Topic 5 – Introduction to hypothesis testing

ENVX1002 Statistics in Life and Environmental Sciences

Floris van Ogtrop

The University of Sydney

Apr 2026

Important Notice

The Faculty has been informed of instances where students are being targeted by illegitimate academic services, which could potentially lead to plagiarism or other breaches.

This can include:

“tutoring” services who provide assignment instructions or model answers;
using another person or company to write or complete your assignment;
using online file-sharing sites that lead to plagiarism.

Engaging in such activities could constitute a breach of the Academic Integrity Policy and may result in penalties, including failing the assignment, the unit, or even a suspension or exclusion for misconduct.

We want you to do well on assessments. Contact the Learning Hub, your tutor, or Unit Coordinator to get support.

There are resources available to help you. Don’t be afraid to ask for help.

Outline

Why do inferential statistics?
Hypothesis testing;
One-sample tests;
Confidence intervals;
Transformations.

Learning outcomes

LO1. By the end of this course, students will be able to implement basic reproducible research practices—including consistent data organization, documented code, and version-controlled workflows—so that their statistical analyses and results can be readily replicated and validated by others.

LO2. By the end of this course, students will demonstrate proficiency in utilizing R and Excel to effectively explore and describe life science datasets.

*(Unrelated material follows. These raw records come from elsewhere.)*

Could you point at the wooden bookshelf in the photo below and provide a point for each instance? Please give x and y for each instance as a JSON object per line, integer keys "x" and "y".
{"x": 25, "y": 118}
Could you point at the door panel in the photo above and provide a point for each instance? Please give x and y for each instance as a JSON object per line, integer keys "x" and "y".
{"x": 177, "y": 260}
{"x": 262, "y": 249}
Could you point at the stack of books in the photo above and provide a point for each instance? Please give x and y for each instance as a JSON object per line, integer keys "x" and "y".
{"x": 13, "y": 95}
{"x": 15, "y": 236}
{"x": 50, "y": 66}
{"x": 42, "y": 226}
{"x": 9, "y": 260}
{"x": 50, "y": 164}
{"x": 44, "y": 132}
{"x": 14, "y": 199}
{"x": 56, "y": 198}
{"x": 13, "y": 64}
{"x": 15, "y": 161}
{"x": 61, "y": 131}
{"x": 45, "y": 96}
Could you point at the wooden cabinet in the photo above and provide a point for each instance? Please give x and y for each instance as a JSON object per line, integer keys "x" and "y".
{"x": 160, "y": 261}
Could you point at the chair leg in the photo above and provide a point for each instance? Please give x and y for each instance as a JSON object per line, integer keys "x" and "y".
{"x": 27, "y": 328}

LO3. By the end of this course, students will be able to apply parametric and non-parametric statistical inference methods to experimental and observational data using RStudio and effectively interpret and communicate the results in the context of the data.

LO4. By the end of this course, students will be able to put into practice both linear and non-linear models to describe relationships between variables using RStudio and Excel, demonstrating creativity in developing models that effectively represent complex data patterns.

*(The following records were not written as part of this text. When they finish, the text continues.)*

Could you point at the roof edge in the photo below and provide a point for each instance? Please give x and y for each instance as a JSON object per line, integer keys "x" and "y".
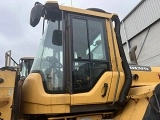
{"x": 133, "y": 10}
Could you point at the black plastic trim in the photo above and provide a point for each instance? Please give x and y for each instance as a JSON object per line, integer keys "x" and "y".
{"x": 44, "y": 85}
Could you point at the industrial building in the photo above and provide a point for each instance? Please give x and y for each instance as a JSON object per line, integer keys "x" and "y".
{"x": 141, "y": 27}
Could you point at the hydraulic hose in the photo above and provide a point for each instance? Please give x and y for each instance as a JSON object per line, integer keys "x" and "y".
{"x": 126, "y": 69}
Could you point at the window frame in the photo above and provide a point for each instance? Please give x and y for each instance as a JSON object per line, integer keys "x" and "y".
{"x": 72, "y": 16}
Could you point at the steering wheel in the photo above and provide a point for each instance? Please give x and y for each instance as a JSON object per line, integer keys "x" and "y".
{"x": 53, "y": 61}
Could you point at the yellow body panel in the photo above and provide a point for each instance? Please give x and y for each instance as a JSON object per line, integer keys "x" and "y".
{"x": 146, "y": 78}
{"x": 95, "y": 95}
{"x": 137, "y": 103}
{"x": 36, "y": 101}
{"x": 6, "y": 93}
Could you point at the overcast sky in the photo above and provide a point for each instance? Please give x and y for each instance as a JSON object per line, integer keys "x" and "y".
{"x": 17, "y": 35}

LO5. By the end of this course, students will be able to articulate statistical and modelling results clearly and convincingly in both written reports and oral presentations, working effectively as an individual and collaboratively in a team, showcasing the ability to convey complex information to varied audiences.

Inferential statistics

So far we have focused on Exploratory Data Analysis EDA;
EDA helps us describe and visualise data;
Inferential statistics takes the next step: using a sample to learn about a population;
This is an important and sometimes difficult step in statistics;
Because samples vary by chance, we need formal methods to decide whether an observed difference is likely to reflect the real effect.

Hypothesis testing

In statistics, a hypothesis is a claim about a population parameter.
We often begin with a benchmark or reference value
We then ask:

Is our sample consistent with that claim, or is the difference too large to plausibly due to chance alone?

Hypothesis testing

Suppose the guideline value for Total Nitrogen (TN) at a site along a river is \(500 \mu g/L\)
We might ask

Is the mean TN concentration at this site equal to \(500 \mu g/L\), or is it different?

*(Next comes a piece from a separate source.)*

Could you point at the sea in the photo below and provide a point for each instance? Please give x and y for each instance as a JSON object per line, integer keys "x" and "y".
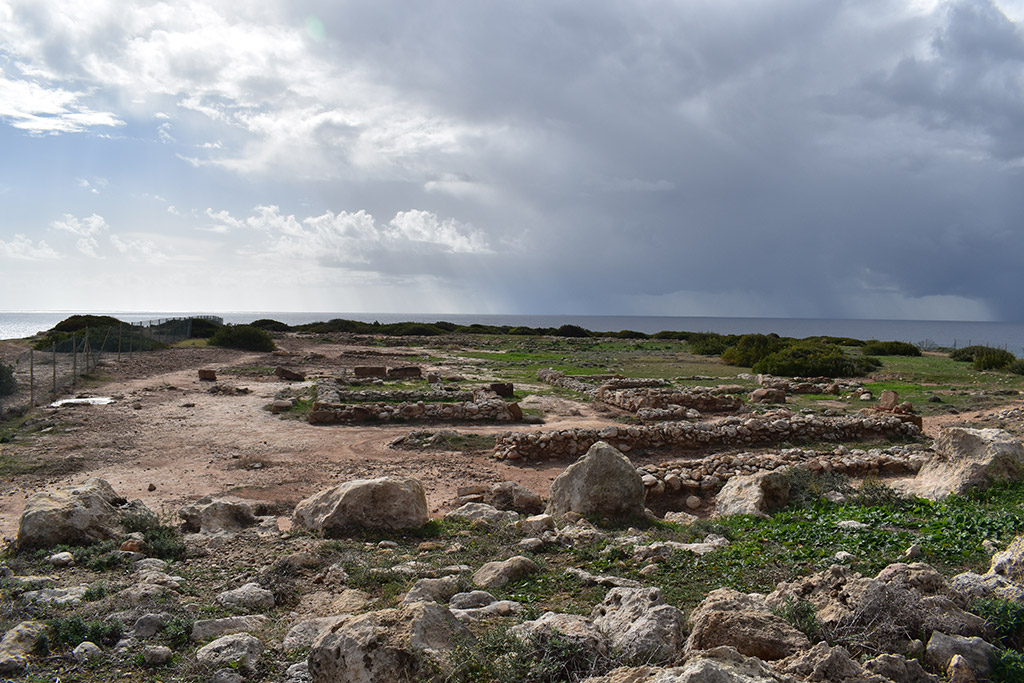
{"x": 949, "y": 334}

This gives us a natural hypothesis test:
- Null hypothesis \(H_0:\) the mean TN concentration is \(500 \mu g/L\)
- Alternative hypothesis \(H_1:\) the mean TN concentration is NOT \(500 \mu g/L\)

Hypothesis testing workflow

We will follow the steps in hypothesis testing

State the hypotheses;
Check assumptions;
Calculate the test statistic;
Obtain P-value, critical value, confidence intervals;
Draw the statistical conclusion;
Write a scientific (biological) conclusion.

Hypothesis testing workflow

A useful acronym is HATPC:

H: Hypothesis
A: Assumptions
T: Test statistic
P: P-Value
C: Conclusion

H: Hypothesis

The null hypothesis \((H_0)\) is the benchmark or reference claim
The alternative hypothesis \((H_1)\) is the competing claim we are interested in.

For example

\(H_0:\mu = 500 \mu g/L\)
\(H_1:\mu \ne 500 \mu g/L\)

A: Assumptions

Before carrying out a t-test, we need to check whether its assumptions are reasonable;
For a one sample t-test, an important assumption is that the sample data is approximately normally distributed.
We usually check this by:

looking at the data using plots
Checking for strong skewness or outliers
Optionally using a formal test such as the Shapiro-Wilk test

T: Test Statistic

A test statistic measures how far the observed result is from what we would expect under the null hypothesis.

\(\text{Test statistic}=\frac{\text{Observed value - Expected value}}{\text{Standard error}}\)

This is essentially

\(=\frac{\text{Signal}}{\text{Noise}}\)

Numerator = difference from the null value
Denominator = uncertainty in that estimate

P: p-value

The p-value tells us how unusual our results would be if the null hypothesis were true

More formally:

It is the probability of observing the test statistic, or something more extreme, assuming \(H_0\) is true.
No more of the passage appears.